Naquele momento, apesar da inflexão reacionária no Brasil, alertamos que os governos de caráter neoliberal teriam muitas dificuldades em consolidar seus planos, sem impor derrotas de caráter histórico em cada um dos países. A tentativa golpista de Guaidó, apoiada por Brasil e Colômbia, foi derrotada no primeiro semestre. O cenário mudou desde então. Trump foi alvejado por contradições internas, Macri foi derrotado em toda linha, na vizinha argentina.
O Peru entrou na dinâmica de crises e conflitos. A tentativa da ala fujimorista de impor um golpe parlamentar foi enterrada pela combinação da ação do presidente Vizacarra, apoiado pelo povo nas ruas. A ascensão de novas forças à esquerda como a Frente Ampla chilena e Veronica no Peru, apontam uma dinâmica de crescimento das ideias de uma nova esquerda, socialista e democrática. No Paraguai, Marito Abdo sobreviveu por pouco ao escândalo do acordo secreto de Itaipu com o governo brasileiro. Na Colômbia, Iván Duque viu sua popularidade despencar em 1 ano de governo e o ex-presidente Alvaro Uribe está na berlinda judicial por seu envolvimento corrupto com as milícias paramilitares.
O desenlace da crise equatoriana vai interferir em cheio na relação de forças continental, com o protagonismo dos indígenas e dos setores populares. Junto aos processos eleitorais de Uruguai e Bolívia, vamos ter uma série de testes para onde vai dinâmica geral. O certo é que, dificilmente, teremos um novo ciclo estável de governos neoliberais como nos ´90.
No Equador se joga parte do futuro
Neste momento, acontecimentos decisivos marcam a rebelião em curso. Com Lenin Moreno em Guayaquil, acuado debaixo das barbas das oliguarquias mais parasitárias do Equador e da grande mídia que passa desenhos animados durante as manifestações, em todo país a greve geral é um êxito. O governo, ainda sustentado pela cúpula das Forças Armadas, cada vez mais desprestigiado, aponta a repressão como única saída possível.
Com o país paralisado, social e economicamente, a aliança entre os trabalhadores e indígenas atua sobre o povo todo.
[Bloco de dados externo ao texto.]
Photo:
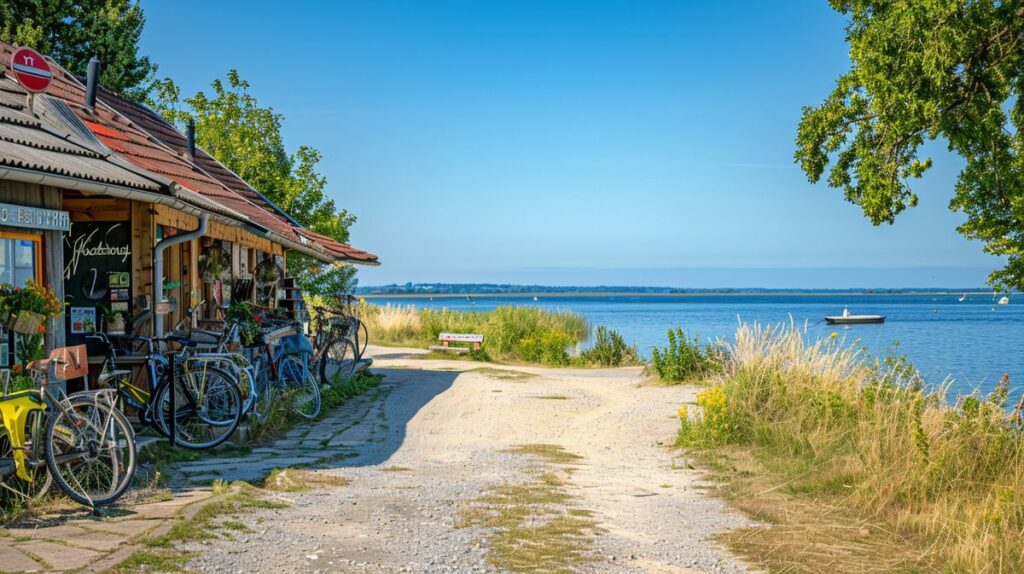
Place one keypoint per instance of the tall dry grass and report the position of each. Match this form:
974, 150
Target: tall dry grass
868, 438
512, 334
Com a conformação da assembleia do povo, tomada de diversos governos locais, a rebelião entra numa fase crucial. A se manter o fôlego das mobilizações em todo o país, apesar da forte repressão, o governo de Lenín Moreno pode estar com as horas contadas.
O papel da esquerda mundial é apoiar com toda força a movida do povo equatoriano. Por iniciativa de deputados do PSOL, foi aprovada na Comissão de Relações Exteriores e Defesa Nacional uma moção de repúdio a Lenin Moreno. Atos estão sendo chamados em frente aos consulados e embaixadas.
Estamos com o povo do Equador, vanguarda para derrotar o autoritarismo e o neoliberalismo.
1 O termo “zángano” (em português, “zangão”) é uma alusão a uma frase de Lenín Moreno ( “ acabou a ‘zanganería’”) ante as primeiras manifestações contra as medidas anunciadas em 01 de outubro. O termo tem duas acepções: uma abelha sob mando de uma rainha ou uma pessoa que não gosta de trabalhar. Logo, as redes sociais emplacaram a #YoTambiénSoyZángano.
2 A população indígena do Equador representa 7% dos 17 000 000 de habitantes do país.